The wording on the voting information sent out for the last local government election was equally confusing and led people to think they didn't have to vote. My initial reaction was "what the" when I read the information which implied voting was not compulsory. I then saw another young person who read it the same way as myself so it just wasn't my reading of the material.

To me compulsory voting enables the major parties to easily determine the safe seats and thus they can focus on seats which are marginal.

In the Bulleen electorate 86.47% voted for Labor or Liberal. There were 4.84% informal votes. That leaves less than 10% of the votes for anyone else, making it close to impossible to be elected you aren't a Labor or Liberal party member.
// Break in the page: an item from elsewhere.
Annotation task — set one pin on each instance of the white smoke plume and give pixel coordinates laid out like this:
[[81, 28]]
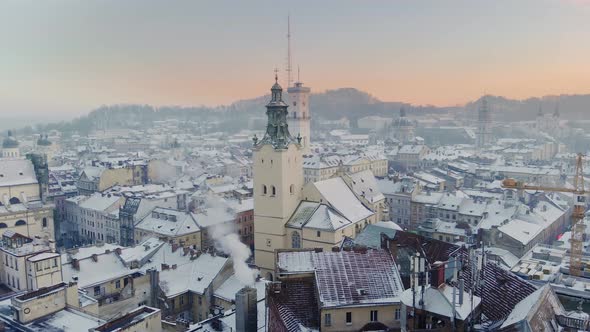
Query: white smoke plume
[[227, 241]]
If I were to advise anyone wishing to stand as an independent I would have to say, do the sums and determine a seat where the chances of being elected are greater. The implication of that is don't waste your time on safe seats and to me that isn't good for the majority of Australians. As consumers we buy brands and the Labor and Liberal brands are entrenched into us all from a very young age. We appear to be educated to vote one way or the other most of our lives. Nothing much will change if we continue to vote for a party and not a representative that puts our interests first before a party. Members of parties have to put the party first so your interests will always come second.

Compulsory voting makes it very easy for the parties with their large marketing budgets to focus only on a small number of marginal seats. If compulsory voting was removed every seat potentially could be seen as a marginal seat and every representative would need to work harder to ensure they were elected.

We shouldn't have laws which are put into place that the government doesn't actively enforce. Voting if it isn't enforced for over 70s should be optional, otherwise we send the message that the law is silly and one if law is silly, then how many of our laws are silly.

I should state I am in favour of optional voting. To me it means it is much harder for the political parties, and all areas get treated equally rather than a few marginal seats benefiting. The outcome may not differ in terms of party representation, but if it did, my hope is that it would mean people are voted to represent the people first and the party second.